You just basically specify what column has the counts in it in and you get an expanded dataframe in return.
import pandas as pd
df = pd.DataFrame({'class 1': ['A','B','C','A'],
'class 2': [ 1, 2, 3, 1],
'count': [ 3, 3, 3, 1]})
print df,"\n"
def f(group, *args):
row = group.irow(0)
Dict = {}
row_dict = row.to_dict()
for item in row_dict: Dict[item] = [row[item]] * row[args[0]]
return pd.DataFrame(Dict)
def ExpandRows(df,WeightsColumnName):
df_expand = df.groupby(df.columns.tolist(), group_keys=False).apply(f,WeightsColumnName).reset_index(drop=True)
return df_expand
df_expanded = ExpandRows(df,'count')
print df_expanded
Returns:
class 1 class 2 count
0 A 1 3
1 B 2 3
2 C 3 3
3 A 1 1
class 1 class 2 count
0 A 1 1
1 A 1 3
2 A 1 3
3 A 1 3
4 B 2 3
5 B 2 3
6 B 2 3
7 C 3 3
8 C 3 3
9 C 3 3
With regards to speed, my base df is 10 columns by ~6k rows and when expanded is ~100,000 rows takes ~7 seconds. I'm not sure in this case if grouping is necessary or wise since it's taking all the columns to group form, but hey whatever only 7 seconds.
There is even a simpler and significantly more efficient solution.
I had to make similar modification for a table of about 3.5M rows, and the previous suggested solutions were extremely slow.
A better way is to use numpy's repeat procedure for generating a new index in which each row index is repeated multiple times according to its given count, and use iloc to select rows of the original table according to this index:
import pandas as pd
import numpy as np
df = pd.DataFrame({'class': ['A', 'B', 'C'], 'count': [1, 0, 2]})

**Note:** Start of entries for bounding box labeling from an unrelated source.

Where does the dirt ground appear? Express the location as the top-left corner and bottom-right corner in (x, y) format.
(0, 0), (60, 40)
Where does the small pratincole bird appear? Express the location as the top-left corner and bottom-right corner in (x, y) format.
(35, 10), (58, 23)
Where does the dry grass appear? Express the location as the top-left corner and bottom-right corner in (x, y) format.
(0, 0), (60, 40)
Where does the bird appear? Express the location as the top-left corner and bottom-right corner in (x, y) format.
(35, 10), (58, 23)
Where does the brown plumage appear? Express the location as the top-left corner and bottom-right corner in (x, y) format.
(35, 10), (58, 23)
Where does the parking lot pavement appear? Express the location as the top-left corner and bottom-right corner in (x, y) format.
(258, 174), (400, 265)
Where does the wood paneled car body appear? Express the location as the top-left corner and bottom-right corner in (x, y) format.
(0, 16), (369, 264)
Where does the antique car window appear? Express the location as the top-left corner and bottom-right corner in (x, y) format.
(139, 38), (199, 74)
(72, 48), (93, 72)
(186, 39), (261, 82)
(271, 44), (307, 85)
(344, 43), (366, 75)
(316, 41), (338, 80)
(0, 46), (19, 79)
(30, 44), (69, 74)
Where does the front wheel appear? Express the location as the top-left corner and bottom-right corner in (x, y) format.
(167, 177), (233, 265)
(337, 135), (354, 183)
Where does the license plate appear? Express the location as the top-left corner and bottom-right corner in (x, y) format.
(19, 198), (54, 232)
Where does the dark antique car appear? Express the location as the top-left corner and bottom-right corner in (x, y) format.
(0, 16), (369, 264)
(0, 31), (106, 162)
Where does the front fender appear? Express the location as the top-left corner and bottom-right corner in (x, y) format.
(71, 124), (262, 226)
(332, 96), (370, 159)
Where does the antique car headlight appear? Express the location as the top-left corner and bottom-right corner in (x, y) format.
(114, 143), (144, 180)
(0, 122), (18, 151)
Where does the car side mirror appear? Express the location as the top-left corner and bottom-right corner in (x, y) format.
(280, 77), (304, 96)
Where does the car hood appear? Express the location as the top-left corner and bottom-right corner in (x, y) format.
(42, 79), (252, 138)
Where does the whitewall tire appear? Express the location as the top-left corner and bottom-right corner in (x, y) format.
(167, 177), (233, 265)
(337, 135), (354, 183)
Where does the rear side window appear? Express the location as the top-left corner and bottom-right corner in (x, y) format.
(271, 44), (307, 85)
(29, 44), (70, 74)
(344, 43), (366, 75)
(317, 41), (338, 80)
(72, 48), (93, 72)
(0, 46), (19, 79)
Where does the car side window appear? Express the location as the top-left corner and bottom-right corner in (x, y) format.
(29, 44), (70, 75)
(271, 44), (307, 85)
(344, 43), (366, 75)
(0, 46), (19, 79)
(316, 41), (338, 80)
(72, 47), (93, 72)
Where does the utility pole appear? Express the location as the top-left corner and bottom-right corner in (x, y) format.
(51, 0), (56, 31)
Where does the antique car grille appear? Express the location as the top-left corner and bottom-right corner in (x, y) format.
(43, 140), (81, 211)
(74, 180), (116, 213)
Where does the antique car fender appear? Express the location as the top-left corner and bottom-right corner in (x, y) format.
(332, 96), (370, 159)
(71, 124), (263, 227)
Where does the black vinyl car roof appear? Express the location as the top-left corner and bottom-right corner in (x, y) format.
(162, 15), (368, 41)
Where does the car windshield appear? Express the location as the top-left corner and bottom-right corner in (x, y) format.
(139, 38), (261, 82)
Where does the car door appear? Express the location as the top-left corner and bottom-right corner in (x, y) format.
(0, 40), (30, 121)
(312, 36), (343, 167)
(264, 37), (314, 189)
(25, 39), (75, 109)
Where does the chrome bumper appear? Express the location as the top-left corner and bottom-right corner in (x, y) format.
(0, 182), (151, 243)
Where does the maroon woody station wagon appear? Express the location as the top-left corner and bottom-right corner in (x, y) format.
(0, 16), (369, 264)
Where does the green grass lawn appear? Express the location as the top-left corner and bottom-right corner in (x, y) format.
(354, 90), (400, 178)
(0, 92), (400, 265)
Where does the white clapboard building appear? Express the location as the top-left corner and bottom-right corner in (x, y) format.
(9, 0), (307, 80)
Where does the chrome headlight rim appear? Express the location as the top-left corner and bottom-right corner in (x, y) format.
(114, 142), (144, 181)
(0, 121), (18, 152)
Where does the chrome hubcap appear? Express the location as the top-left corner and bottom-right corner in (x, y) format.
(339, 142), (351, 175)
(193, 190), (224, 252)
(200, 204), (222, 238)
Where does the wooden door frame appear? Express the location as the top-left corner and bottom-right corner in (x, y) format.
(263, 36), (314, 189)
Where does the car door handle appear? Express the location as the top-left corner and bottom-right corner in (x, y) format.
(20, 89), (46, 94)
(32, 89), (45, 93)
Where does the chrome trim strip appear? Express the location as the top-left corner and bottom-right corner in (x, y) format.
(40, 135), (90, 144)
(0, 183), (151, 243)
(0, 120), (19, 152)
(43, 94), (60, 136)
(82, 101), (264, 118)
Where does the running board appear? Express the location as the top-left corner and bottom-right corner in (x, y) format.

spread_ixs = np.repeat(range(len(df)), df['count'])
spread_ixs
array([0, 2, 2])
df.iloc[spread_ixs, :].drop(columns='count').reset_index(drop=True)
class
0 A
1 C
2 C
This question is very old and the answers do not reflect pandas modern capabilities. You can use iterrows to loop over every row and then use the DataFrame constructor to create new DataFrames with the correct number of rows. Finally, use pd.concat to concatenate all the rows together.
pd.concat([pd.DataFrame(data=[row], index=range(row['count']))
for _, row in df.iterrows()], ignore_index=True)
class count
0 A 1
1 C 2
2 C 2
This has the benefit of working with any size DataFrame.